PC banks cited for poor monitoring of credit policy
An audit of the National People’s Cooperative Bank (NPCB) has unearthed a plethora of irregularities which has resulted in the intervention of the agriculture minister.
In the wake of this development, The Gleaner understands that heads could roll at the PC Bank.
The Agricultural Credit Board (ACB), the regulatory body for the PC banks, conducted the audit of the lending institution which provides loans to micro, small and medium-scale enterprises, including farmers.
The audit revealed three loans approved and disbursed to one client from members’ deposits totalling $180 million which, as at May 31, this year, reflected significant arrears.
According to the audit, of which The Gleaner obtained a copy, the loans, categorised as “high-risk levels” were granted for the purpose of constructing 24 town houses.
The auditors carried out a site visit and found that 12 of the units were completed of which two had been sold.

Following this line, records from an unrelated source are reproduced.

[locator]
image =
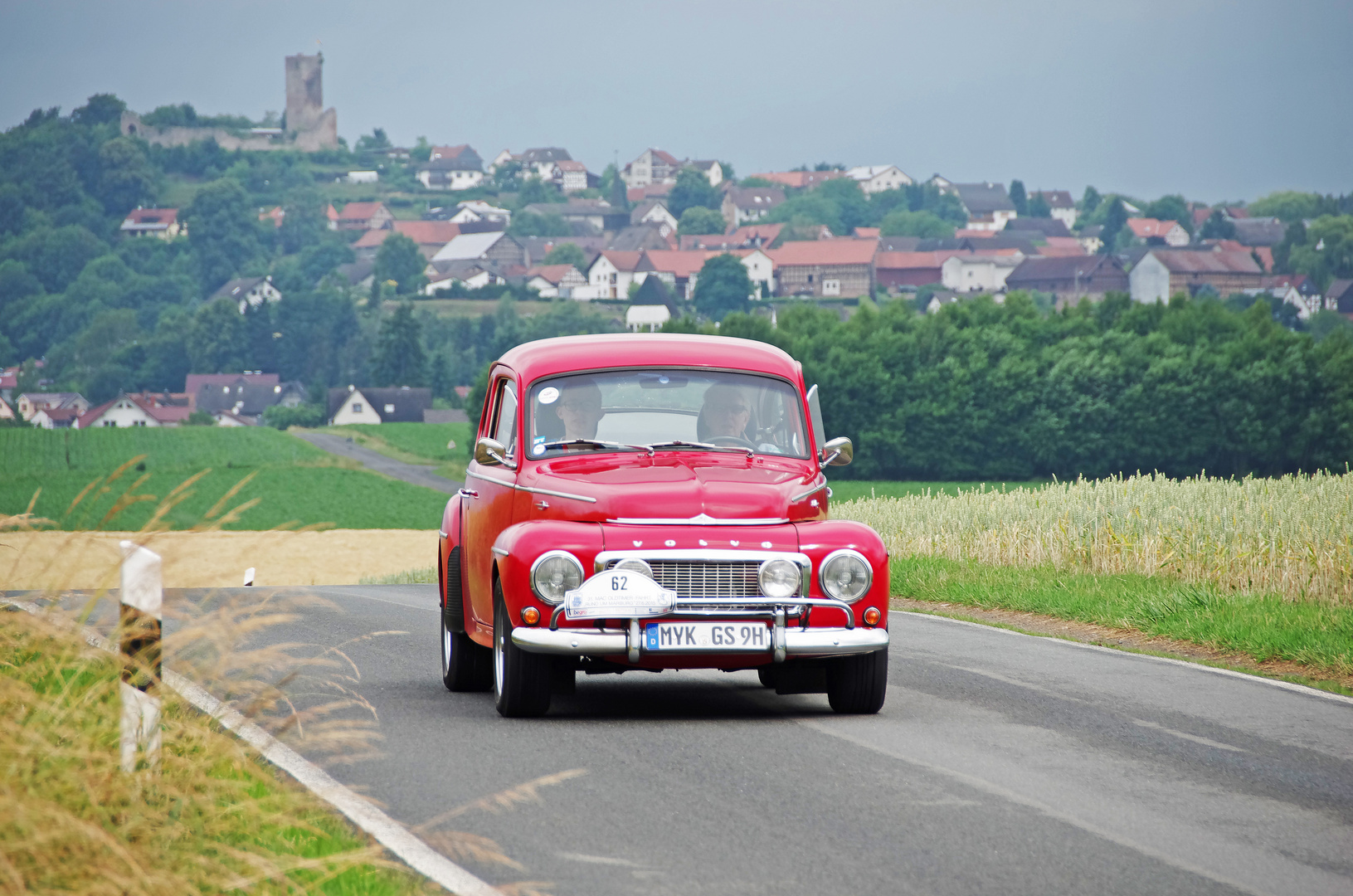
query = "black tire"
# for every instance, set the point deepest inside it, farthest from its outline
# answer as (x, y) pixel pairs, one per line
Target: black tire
(521, 679)
(465, 665)
(858, 684)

The current sale price per unit is approximately $12.5 million and the sale of the remaining units at the current price would be insufficient to liquidate the loan.
According to the audit, there was no evidence at the time of the review that recent valuation of the property was available.
One of three loans in the sum of $79.6 million had principal arrears of $17.7 million and interest arrears amounting to $25.5 million.
The second loan with a principal balance of $42.5 million showed a $6.7 million arrears and interest arrears of a little more than $3 million.
The third loan, with a principal balance of $56.3 million had principal arrears of $10.4 million and interest arrears of $6.3 million.
It was highlighted that there was a lack of proper analysis of loan prior to approval.
Additionally, the audit found that there was a lack of adequate monitoring and poor enforcement of the bank’s credit policy.
For example, the auditors explained that at the expiration of the final date given in the third collection notice for liquidation of the loan, the branch of the PC bank should begin to initiate the respective legal action under the terms of the loan agreement.
“This action is mandatory unless there is authorisation for a postponement issued by the general manager.”